Koniec sierpnia, z ekranu pada zwrot „europejskie puchary”, a my wreszcie nie musimy się wstydzić – Ruch zaszedł daleko, odpadł w przyzwoitym stylu, Legia gra dalej i obiecuje, że każdy meczowy papierek obejrzy sześć razy, a gdy ktoś wspomni o Lechu, możemy zmienić temat i wspomnieć o mistrzostwach świata w siatkówce, które zaczynamy meczem z Serbią na Stadionie Narodowym.
– Stary, ale żeby o siatkówce?
A o czym? O dziwacznych transferach last minute, „paradach obronnych” czy deklaracjach Stefana Majewskiego, że skoro ludzie nie chcą przestrzegać przepisów, to się te przepisy zmieni? Zresztą, rozejrzyjcie się wokół – okoliczna płeć piękna przez następny miesiąc jarać się będzie właśnie siatkówką i próby poderwania jej na rozmowę o przewodniczącym Przesmyckim z góry skazane będą na wyśmianie. Odrobina wszechstronności nie zaszkodzi.
29 sierpnia, piątek
Piast Gliwice – Zawisza Bydgoszcz (godz. 18:00)
Piast gra nieefektowny, nieefektywnym, jednostajnym rytmem: przegrana, remis, przegrana, remis, przegrana, remis… Teraz wypada przegrana.
Trener Rumak zacisnął kciuki…
Trener Paixao pokazał piłkarzom zdjęcie trenera Rumaka i zapytał, czy chcieliby, aby był ich szefem. Kamil Drygas zrobił bardzo dziwną minę, a piłkarze portugalskojęzyczni wzruszyli ramionami, bo jeśli klub regularnie płaci, to może sobie mianować nawet braci Mroczków – niech się Hermes martwi, bo to on będzie musiał tłumaczyć i do niego wszyscy będą mieli pretensje.
Mecz zapowiada się okropnie niezbyt ciekawie, a w dodatku gwiżdże pan sędzia Gil.
Wisła Kraków – GKS Bełchatów (godz. 20:30)

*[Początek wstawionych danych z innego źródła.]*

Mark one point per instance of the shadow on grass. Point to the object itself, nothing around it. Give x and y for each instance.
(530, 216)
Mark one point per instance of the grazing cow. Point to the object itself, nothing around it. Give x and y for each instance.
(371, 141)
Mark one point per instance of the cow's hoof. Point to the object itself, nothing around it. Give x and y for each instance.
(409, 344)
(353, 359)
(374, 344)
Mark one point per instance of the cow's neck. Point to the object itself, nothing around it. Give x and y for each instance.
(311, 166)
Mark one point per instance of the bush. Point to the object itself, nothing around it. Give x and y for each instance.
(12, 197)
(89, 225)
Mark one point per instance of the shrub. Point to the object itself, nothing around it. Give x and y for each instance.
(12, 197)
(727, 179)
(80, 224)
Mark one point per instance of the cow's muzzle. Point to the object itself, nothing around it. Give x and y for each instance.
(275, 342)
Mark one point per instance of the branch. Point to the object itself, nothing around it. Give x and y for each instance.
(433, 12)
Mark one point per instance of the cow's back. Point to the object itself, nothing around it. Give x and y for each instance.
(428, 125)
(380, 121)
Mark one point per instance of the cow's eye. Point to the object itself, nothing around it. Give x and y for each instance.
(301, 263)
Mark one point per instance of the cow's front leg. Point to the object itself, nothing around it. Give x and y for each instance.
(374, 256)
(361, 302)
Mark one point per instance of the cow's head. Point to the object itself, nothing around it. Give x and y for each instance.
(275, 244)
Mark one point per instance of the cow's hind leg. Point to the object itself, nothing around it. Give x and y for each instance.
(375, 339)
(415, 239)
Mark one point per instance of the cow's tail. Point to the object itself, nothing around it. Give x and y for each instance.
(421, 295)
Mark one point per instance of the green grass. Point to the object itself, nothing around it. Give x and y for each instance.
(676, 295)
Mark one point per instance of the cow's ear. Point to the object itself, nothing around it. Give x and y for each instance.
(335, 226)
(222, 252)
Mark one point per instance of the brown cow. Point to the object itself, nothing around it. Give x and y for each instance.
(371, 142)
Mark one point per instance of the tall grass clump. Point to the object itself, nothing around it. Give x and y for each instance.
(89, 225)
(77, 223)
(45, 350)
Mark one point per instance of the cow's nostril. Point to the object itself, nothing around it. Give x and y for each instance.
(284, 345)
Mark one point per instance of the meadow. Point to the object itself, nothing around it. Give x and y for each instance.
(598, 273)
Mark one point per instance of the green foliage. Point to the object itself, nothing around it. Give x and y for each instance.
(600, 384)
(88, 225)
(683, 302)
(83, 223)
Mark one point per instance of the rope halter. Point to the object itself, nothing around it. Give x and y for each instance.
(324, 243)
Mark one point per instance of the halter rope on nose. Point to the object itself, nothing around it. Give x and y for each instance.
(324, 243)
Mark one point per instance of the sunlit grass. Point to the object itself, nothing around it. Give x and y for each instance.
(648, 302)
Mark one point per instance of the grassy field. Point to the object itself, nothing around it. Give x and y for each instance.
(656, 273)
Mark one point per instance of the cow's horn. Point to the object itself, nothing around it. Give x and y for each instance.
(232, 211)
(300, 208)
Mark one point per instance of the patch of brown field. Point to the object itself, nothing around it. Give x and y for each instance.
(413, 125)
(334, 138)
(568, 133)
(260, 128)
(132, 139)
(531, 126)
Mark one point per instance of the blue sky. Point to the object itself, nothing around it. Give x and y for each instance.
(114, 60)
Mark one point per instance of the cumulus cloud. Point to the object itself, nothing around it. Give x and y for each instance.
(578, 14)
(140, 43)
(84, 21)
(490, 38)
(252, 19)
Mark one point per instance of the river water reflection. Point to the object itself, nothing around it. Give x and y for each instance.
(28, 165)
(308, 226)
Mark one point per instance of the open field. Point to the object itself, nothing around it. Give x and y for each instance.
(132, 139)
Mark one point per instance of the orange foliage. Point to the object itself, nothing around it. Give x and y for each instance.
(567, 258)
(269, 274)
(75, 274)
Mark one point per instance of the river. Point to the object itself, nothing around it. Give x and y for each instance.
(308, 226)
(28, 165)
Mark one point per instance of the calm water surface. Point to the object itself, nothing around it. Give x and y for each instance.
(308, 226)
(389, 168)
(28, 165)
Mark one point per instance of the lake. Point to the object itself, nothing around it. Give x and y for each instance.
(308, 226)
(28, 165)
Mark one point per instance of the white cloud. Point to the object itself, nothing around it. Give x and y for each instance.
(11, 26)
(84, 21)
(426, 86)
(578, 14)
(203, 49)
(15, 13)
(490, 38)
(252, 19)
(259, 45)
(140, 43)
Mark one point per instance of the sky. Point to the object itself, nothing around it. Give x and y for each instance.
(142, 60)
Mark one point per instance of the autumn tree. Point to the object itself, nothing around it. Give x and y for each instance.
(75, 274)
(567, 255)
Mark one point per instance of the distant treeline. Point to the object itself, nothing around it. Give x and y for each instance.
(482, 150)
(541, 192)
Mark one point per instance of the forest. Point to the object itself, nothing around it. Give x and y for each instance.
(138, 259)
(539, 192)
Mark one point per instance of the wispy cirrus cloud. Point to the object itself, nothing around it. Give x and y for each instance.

Wisła bez porażki, GKS bez porażki, trener Kiereś bez wygranej nad Wisłą, Paweł brożek grający przeciwko Błażejowi Telichowskiemu, Kamil Poźniak grający przeciwko Arkadiuszowi Głowackiemu, Michał Mak zmobilizowany dodatkowo faktem występu na Reymonta…
– I Semir Stilić! – przypomniała Opinia Publiczna, śliniąc się nieco z zachwytu.
Tylko, że Semir Stilić będzie musiał szukać sobie miejsca między Grzegorzem Baranem i Patrykiem Rachwałem, a to nawet gorzej niż wpaść w imadło, bo imadło nie goni za człowiekiem po całym boisku i nie daje do zrozumienia, że jest mu wszystko jedno, w co trafi.
Pytanie meczu: czy piłkarze Wisły nie przestraszą się dopingu własnych kibiców, których podobno ma być sporo, a nawet bardzo dużo.
– To zależy czym będą kibicować – odpowiedział Głos Wewnętrzny.
30 sierpnia, sobota
Górnik Łęczna – Pogoń Szczecin (godz. 15:30)
Kibice z Łęcznej i Szczecina pewnie będą mieli mi za złe, ale po sześciu kolejkach bieżącego sezonu po meczu Górnika i Pogoni spodziewam się… nie, nie spodziewam się absolutnie niczego. Siądę przed ekranem, wezmę, co dadzą i jeśli piłkarze strzelą dwie bramki – będę usatysfakcjonowany, jeśli trzy – będę zadowolony, jeśli cztery – będę zachwycony, a jeśli strzelą pięć – no, wtedy mogę się zaniepokoić odrobinkę, bo „Trzecia połowa” nie jest z gumy.
– Ale przecież 5:2 Górnika z Zawiszą, Robak, Frączczak… – wyliczała Opinia Publiczna – To może być pasjonujący mecz.
„Minimalizacja oczekiwań – gwarancją maksymalizacji wrażeń”.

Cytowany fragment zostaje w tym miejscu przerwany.